MakeDb.py igblast arguments --regions and --scores produces errors

Issue #174 resolved

Fubaoqian Huang created an issue 2021-01-19

Hi, I’m testing the scripts igblast-example.sh downloaded from here.

When I ran the following codes in igblast-example.sh using MakeDb.py igblast with arguments --regions and --scores, I got errors.

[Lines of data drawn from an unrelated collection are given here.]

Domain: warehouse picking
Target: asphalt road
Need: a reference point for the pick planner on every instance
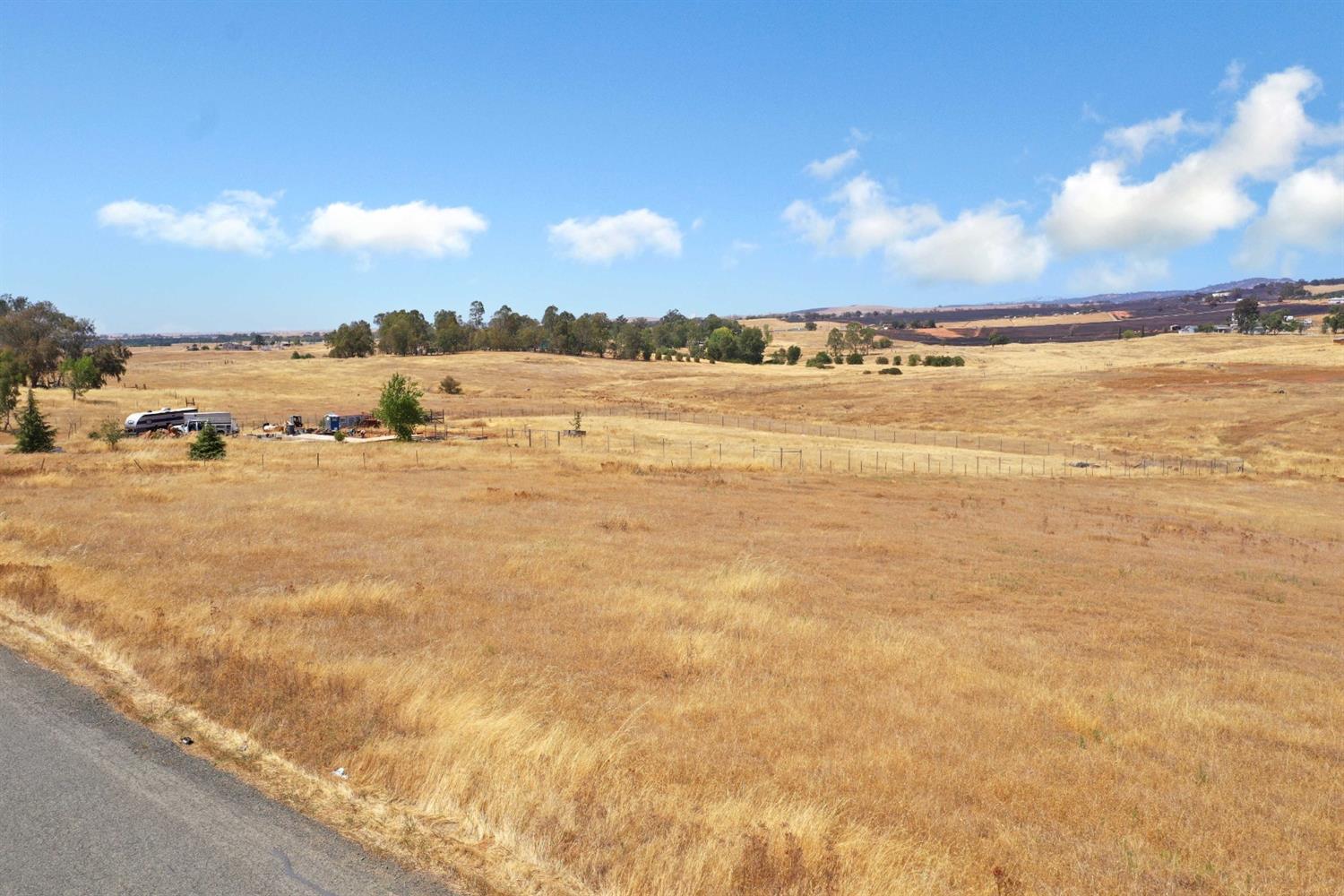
(91, 802)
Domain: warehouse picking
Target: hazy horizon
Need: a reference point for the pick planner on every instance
(196, 168)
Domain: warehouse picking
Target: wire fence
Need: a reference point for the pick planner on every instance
(847, 460)
(959, 441)
(925, 452)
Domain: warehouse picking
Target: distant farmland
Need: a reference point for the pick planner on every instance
(625, 664)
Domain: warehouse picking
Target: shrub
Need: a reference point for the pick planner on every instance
(109, 432)
(400, 408)
(209, 445)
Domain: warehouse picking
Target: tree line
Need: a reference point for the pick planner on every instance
(409, 332)
(42, 347)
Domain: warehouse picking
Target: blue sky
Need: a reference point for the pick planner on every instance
(241, 166)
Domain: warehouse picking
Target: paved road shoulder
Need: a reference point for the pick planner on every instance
(91, 802)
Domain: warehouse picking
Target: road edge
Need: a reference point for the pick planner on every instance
(456, 853)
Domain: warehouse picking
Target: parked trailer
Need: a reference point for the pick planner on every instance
(160, 419)
(222, 421)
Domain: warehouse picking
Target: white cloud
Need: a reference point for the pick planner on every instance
(1306, 211)
(808, 223)
(984, 246)
(737, 250)
(828, 168)
(416, 228)
(1231, 81)
(239, 220)
(604, 239)
(1099, 209)
(1107, 277)
(1134, 139)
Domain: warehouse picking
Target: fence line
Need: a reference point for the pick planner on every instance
(933, 438)
(687, 452)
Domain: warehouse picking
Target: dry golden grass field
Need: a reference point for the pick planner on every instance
(591, 669)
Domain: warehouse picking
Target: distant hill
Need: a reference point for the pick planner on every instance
(1101, 298)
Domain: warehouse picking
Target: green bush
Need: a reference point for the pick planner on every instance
(209, 445)
(109, 432)
(34, 435)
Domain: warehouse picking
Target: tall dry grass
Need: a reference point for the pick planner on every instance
(712, 680)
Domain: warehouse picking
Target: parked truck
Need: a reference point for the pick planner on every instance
(160, 419)
(338, 422)
(222, 421)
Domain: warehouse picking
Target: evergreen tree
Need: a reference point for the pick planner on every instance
(209, 445)
(34, 435)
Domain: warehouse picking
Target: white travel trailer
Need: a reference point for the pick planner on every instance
(222, 421)
(160, 419)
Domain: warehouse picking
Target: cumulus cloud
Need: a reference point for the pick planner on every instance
(828, 168)
(1306, 211)
(1101, 209)
(737, 250)
(239, 220)
(1231, 81)
(599, 241)
(1110, 277)
(983, 246)
(414, 228)
(1134, 140)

MakeDb.py igblast -i ./data/output/reads_collapse-unique_atleast-2.fmt7 -s ./data/output/reads_collapse-unique_atleast-2.fasta -r ./data/imgt/human/vdj/ --regions --scores --outname data --outdir ./data/output/

usage: MakeDb.py igblast [--version] [-h] [-o OUT_FILES [OUT_FILES ...]] [--outdir OUT_DIR] [--outname OUT_NAME] [--log LOG_FILE] [--failed]
[--format {airr,changeo}] -i ALIGNER_FILES [ALIGNER_FILES ...] -r REPO [REPO ...] -s SEQ_FILES [SEQ_FILES ...]
[--10x CELLRANGER_FILE [CELLRANGER_FILE ...]] [--asis-id] [--asis-calls] [--partial] [--extended]
[--regions {default,rhesus-igl}]
MakeDb.py igblast: error: argument --regions: expected one argument

MakeDb.py igblast -i ./data/output/reads_collapse-unique_atleast-2.fmt7 -s ./data/output/reads_collapse-unique_atleast-2.fasta -r /hwfssz5/ST_PRECISION/PM/5.Group5_CellMap/0.Others/huangbaoqian/18.change_o/04.db/data/imgt/human/vdj/ --scores --outname data --outdir ./data/output/

usage: MakeDb.py [--version] [-h] ...
MakeDb.py: error: unrecognized arguments: --scores

‌

I found the errors seems to be caused by the arguments --regions and --scores, so I remove them and run the folllowing codes.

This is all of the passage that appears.